Deaf Students who use American Sign Language and their Academic and Social Experiences in Mainstream College Settings

Autor/a: PIRONE, John S.
Año: 2015
Editorial: VII Deaf Academics Researchers Conference, 2015
Tipo de código: Copyright
Soporte: Vídeo digital




Since the enactment of the Americans with Disabilities Act (ADA), the number of colleges/universities offering access/support services has been rising and, concurrently, the enrollment of deaf students in mainstream postsecondary institutions has increased dramatically. Yet, 75 percent of all deaf students in higher education withdraw from college without a degree even with the provision of access/support services. Through the lens of Vincent Tinto’s theory of student departure, the researcher examines deaf students’ longitudinal processes of academic and social interactions within their postsecondary institutions. The extant literature reveals that deaf students encountered barriers during their academic and social interactions even with the presence of sign language interpreters. Some significant gaps in the literature are identified: most studies were conducted at the National Technical Institute for the Deaf, which has a large population of deaf students; few studies sampled deaf students attending a mainstream college/university with a small population of deaf students; and no studies centered on a single group of deaf students who worked with ASL interpreters for their academic and social interactions in mainstream settings.
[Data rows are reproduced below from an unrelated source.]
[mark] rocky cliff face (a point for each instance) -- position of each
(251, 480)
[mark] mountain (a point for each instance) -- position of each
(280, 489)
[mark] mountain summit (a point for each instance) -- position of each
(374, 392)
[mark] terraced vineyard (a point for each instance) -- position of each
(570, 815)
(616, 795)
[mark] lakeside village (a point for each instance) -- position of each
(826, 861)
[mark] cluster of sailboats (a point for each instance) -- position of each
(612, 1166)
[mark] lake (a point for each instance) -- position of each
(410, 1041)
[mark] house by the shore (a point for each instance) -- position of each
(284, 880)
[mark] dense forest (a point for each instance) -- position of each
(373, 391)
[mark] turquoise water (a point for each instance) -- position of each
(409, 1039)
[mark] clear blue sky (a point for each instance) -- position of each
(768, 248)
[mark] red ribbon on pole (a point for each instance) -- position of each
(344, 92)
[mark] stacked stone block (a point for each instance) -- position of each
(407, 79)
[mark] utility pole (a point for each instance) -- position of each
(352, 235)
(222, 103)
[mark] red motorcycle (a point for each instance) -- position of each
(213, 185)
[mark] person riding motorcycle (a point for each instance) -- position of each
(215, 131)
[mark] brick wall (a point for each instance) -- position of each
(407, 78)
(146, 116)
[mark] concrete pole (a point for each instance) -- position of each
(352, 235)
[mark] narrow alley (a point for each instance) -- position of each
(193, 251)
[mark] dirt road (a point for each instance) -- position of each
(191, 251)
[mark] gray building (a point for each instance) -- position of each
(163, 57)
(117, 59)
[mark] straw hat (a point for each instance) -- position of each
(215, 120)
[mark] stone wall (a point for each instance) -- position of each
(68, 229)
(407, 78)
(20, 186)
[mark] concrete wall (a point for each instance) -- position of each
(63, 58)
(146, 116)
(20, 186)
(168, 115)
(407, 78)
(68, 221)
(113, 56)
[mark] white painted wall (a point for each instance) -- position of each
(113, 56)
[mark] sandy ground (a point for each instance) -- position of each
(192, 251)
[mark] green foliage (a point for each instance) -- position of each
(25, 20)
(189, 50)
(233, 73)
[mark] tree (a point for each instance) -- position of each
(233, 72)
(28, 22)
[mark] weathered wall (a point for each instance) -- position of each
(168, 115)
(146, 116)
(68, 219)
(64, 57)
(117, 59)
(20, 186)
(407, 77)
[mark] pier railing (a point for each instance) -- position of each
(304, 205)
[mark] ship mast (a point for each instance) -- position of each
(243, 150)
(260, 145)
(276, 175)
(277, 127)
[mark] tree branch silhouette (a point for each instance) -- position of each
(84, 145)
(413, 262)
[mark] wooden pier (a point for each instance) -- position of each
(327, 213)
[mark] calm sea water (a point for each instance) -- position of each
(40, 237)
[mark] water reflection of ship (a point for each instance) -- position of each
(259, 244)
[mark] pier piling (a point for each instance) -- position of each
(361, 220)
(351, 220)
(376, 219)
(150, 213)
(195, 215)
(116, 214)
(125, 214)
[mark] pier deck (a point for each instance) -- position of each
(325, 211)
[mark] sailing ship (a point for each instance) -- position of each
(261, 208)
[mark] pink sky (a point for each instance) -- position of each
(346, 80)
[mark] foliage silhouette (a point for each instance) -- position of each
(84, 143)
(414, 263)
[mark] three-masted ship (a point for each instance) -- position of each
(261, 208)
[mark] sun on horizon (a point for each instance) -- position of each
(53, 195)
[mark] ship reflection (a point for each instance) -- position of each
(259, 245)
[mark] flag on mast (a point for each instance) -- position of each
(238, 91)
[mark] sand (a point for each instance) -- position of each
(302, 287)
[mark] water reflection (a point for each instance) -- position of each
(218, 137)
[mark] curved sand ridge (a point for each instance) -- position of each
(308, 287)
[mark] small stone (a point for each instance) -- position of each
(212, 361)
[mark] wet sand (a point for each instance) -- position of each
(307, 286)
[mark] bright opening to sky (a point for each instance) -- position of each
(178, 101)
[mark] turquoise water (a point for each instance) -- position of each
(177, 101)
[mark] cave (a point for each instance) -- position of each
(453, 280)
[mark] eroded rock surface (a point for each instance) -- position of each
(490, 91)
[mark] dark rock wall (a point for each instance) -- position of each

The researcher conducts a qualitative study using Interpretative Phenomenology Analysis (IPA) with two research questions being explored: how do Deaf students working with American Sign Language (ASL) interpreters experience academic participation in mainstream college settings, and how do Deaf students working with ASL interpreters experience social participation in mainstream college settings. The purpose of this study is to build an in-depth understanding of deaf students’ lived experiences of a particular phenomenon and the meanings the phenomenon holds for them. The researcher has interviewed five Deaf participants who self-identify as being culturally Deaf, use ASL as a primary language, attended a mainstream college/university with 10 or fewer Deaf students, and worked with ASL interpreters primarily for all academic and social interactions. The researcher has preliminary findings that ASL interpreters' fluency, cultural competency, professional conduct, and team dynamics could potentially hinder Deaf students' academic participation. The researcher will discuss policy implications for colleges and universities in order to enhance Deaf students' academic and social interactions in mainstream settings.